Study initiation and data deposition

First, the Alliance Study PI initiates a plan to sequence samples from an Alliance or Alliance Foundation Clinical Trial. The A-STOR Project Manager works with the study PI to create a trial-specific data bucket, confirms appropriate consent language, and coordinates upload of basic clinical metadata. Upon sequencing, raw or aligned sequence data files are deposited in A-STOR with initial access to the study PI only. No data processing or harmonization is needed at this point. The lead A-STOR bioinformatician coordinates data capture and ensures consistency and data integrity.

Data analyses

The Alliance Study PI provides A-STOR sequence data access to the study statistician(s) and computational biologist(s) for primary, study-specified analyses of the sequencing data. Concurrent with the primary analysis, the study PI may approve access to additional research team(s), who will be embargoed for presentation or publication until the primary study/end point presentation. This structure ensures that multiple analyses can be completed in parallel, rather than sequentially. The A-STOR project manager and bioinformatician will maintain access control throughout the data lifecycle.

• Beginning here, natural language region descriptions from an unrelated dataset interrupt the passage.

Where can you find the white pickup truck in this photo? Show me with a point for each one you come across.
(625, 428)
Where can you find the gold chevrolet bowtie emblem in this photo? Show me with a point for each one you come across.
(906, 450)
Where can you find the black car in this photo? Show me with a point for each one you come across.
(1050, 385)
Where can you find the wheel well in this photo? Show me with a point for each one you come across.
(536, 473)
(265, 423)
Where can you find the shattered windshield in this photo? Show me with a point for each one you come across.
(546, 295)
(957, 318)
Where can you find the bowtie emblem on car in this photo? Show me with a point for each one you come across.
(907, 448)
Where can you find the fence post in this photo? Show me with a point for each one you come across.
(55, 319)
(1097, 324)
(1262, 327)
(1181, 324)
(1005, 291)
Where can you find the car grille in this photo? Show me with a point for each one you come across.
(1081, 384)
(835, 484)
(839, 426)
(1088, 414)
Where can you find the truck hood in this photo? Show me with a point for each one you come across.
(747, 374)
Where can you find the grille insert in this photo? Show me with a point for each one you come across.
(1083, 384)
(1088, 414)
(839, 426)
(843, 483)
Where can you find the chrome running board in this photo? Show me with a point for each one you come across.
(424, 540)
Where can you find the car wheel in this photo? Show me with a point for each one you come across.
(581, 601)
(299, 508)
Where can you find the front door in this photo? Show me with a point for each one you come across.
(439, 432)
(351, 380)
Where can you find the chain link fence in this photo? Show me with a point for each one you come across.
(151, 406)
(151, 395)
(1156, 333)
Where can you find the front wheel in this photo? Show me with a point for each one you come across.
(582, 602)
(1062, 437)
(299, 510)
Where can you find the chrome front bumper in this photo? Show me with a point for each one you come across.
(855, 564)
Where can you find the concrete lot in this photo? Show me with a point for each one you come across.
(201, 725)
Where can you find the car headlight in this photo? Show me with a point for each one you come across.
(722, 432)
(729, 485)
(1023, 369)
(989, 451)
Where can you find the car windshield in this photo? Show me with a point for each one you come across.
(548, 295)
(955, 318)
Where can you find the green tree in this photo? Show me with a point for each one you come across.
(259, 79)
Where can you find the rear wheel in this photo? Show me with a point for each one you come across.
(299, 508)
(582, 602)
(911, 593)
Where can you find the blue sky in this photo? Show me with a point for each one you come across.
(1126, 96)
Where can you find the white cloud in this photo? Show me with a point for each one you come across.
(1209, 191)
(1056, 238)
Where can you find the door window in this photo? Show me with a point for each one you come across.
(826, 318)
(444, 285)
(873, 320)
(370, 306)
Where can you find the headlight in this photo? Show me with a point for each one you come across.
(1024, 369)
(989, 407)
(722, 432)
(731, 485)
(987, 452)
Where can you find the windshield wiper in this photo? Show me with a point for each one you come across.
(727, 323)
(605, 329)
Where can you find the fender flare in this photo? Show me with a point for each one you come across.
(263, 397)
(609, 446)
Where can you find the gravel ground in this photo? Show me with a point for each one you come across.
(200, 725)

Preparation for public data deposition

Upon completion and anticipated publication of the primary study end point(s), the study PI prepares necessary metadata for a NCI GDC/dbGaP submission. The A-STOR bioinformatician transfers sequencing data, facilitates provenance, and facilitates timely omics data release (NCTN archive/GDC) per mandates.

Presentation/publication of secondary analyses

After the first publication and approval by the study PI, parallel secondary or meta-analyses of the sequencing data via A-STOR may be presented and/or published. Processed data from the primary analysis and/or secondary analysis or meta-analyses, such as transcript abundance for RNA sequencing with clearly documented processing information, may also be uploaded and will be linked to the clinical metadata for that trial by the A-STOR bioinformatician.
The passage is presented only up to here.